Another helping of green bean casserole or sage and cranberry biscuits sounds so good, we dish up seconds while the original serving is still on the plate.
Then, the regret. Overindulgence leads to an uneasy feeling of fullness.
Similar to holiday feasts, technology feasts can end in overconsumption.
CIO Dive asked six technology executives what they are full of this year. Here is what they wrote back:
1. Jamie Head, chief information officer of Ocean Spray:
Companies are too comfortable with overusing the term "digital transformation," according to Head. "I like to ask people to rephrase a sentence that contains the word 'digital' with a capability that describes exactly where technology and process can make a breakthrough."
Saying "we're fully agile" when "having an internal DevOps team running agile projects is only 50% of the opportunity," he said. "Creating change throughout an entire organization to be agile across design, process and execution is the place to unlock real speed and competitive advantage."
Finally, blockchain is "not a technology that provides overnight transformation; it's a long term technology that will eventually bleed into processes and vendors landscapes organically once regulation and standards prevail, with the exception of banking."
2. Julie Averill, EVP and chief technology officer at Lululemon:
"I'm tired of email!" she told CIO Dive — in an email. Email in many ways has already peaked in workplace productivity. It's actually beginning to hinder employee efficiency and work management.
As the communication market continues to streamline platforms and automation steps in, email's days could be limited. "There are better communication systems out there and I'm looking forward to the day when email goes away entirely."
3. Kevin Ubert, Vice President of Information Technology, Vitamix:
The overuse of artificial intelligence allows people to "interpret it as a human replacement," said Ubert.

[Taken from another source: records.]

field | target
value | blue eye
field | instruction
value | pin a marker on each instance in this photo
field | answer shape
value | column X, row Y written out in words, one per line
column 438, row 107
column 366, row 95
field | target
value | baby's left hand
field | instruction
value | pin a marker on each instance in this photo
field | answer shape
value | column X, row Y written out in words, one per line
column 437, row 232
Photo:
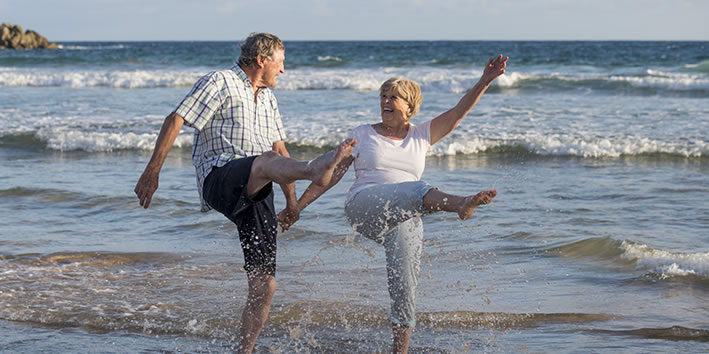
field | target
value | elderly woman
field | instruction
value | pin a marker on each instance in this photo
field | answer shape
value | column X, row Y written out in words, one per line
column 387, row 199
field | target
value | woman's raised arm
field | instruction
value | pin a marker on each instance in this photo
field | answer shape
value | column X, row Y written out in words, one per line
column 446, row 122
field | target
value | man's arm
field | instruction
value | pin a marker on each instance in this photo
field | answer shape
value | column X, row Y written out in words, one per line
column 292, row 211
column 148, row 182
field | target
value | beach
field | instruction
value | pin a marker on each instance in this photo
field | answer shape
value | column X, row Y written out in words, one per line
column 596, row 242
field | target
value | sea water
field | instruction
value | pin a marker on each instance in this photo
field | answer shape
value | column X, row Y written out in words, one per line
column 597, row 241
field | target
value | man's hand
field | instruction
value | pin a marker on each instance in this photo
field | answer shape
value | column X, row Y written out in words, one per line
column 146, row 186
column 288, row 216
column 494, row 68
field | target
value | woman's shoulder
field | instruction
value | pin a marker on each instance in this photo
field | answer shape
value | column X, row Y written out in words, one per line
column 422, row 130
column 362, row 129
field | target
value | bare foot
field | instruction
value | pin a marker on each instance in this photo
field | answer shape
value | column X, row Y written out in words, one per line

"That may be true in some limited cases, but I think of it as a tool for 'augmented intelligence', which is the application/deployment of today's artificial intelligence in a supportive role to enhance a human's intelligence."
By design, AI can alleviate humans of mundane tasks therefore freeing them to pursue challenges that drive more value, he said.
"It could also be used to identify potential solutions to or root cause of issues involving large amounts of data, something either too complex or too time consuming for a human to do effectively (if at all), thus reducing or eliminating the investigative time and putting the human into a problem solving mode."
4. Gee Rittenhouse, SVP and GM of Security Business at Cisco:
"I'm tired of hearing about security as something independent, whether it's a technology or an offer," said Rittenhouse.
"Customers want their businesses to be secure. They don't want to have security bolted on after." Security has to be a priority at all times for companies. But all too often "the industry's response to a particular threat is to add security on" instead of "building security in," he said.
There's a tendency to separate security from other foundational business entities like users, data and communications, he said but "customers need all of these pieces to be secure versus tacking on a separate piece called security."
5. Arthur Orduna, EVP and chief innovation officer at Avis Budget Group:
"A lot of it has to do with my background, internet of things," he said. "My personal pet peeve, when I was at ADT [Security Services], our focus was really connected home … it coincided suddenly with 'hey, internet of things is this thing and it's hot,' " around 2012.
Orduna, with a background in embedded systems, knew the hype on IoT was an exaggeration. "It's not not new, it's a natural evolution of what's already been developed, it's just that now you add the ubiquitousness of both broadband and higher level applications and usage on the internet."
Embedded systems were already communicating with each other in a "network of things for the last several decades," IoT is just what happened next.
6. Colin Earl, CEO of Agiloft:
"I am sick of hearing about 'low code' systems. It is just marketing speak for 'you cannot configure our system without manual coding,' " according to Earl.
"The result is generally a high cost, bloated, system that is full of bugs and security holes. I'm sick of big software companies convincing businesses that enterprise software costs millions of dollars and takes a year or more and an army of consultants to implement."
Companies that use "no-code platforms" the ability to better tailor and scale software for their needs for cheaper, he said. The "the customer is not left dependent on the vendor to maintain a tangle of black box manual code."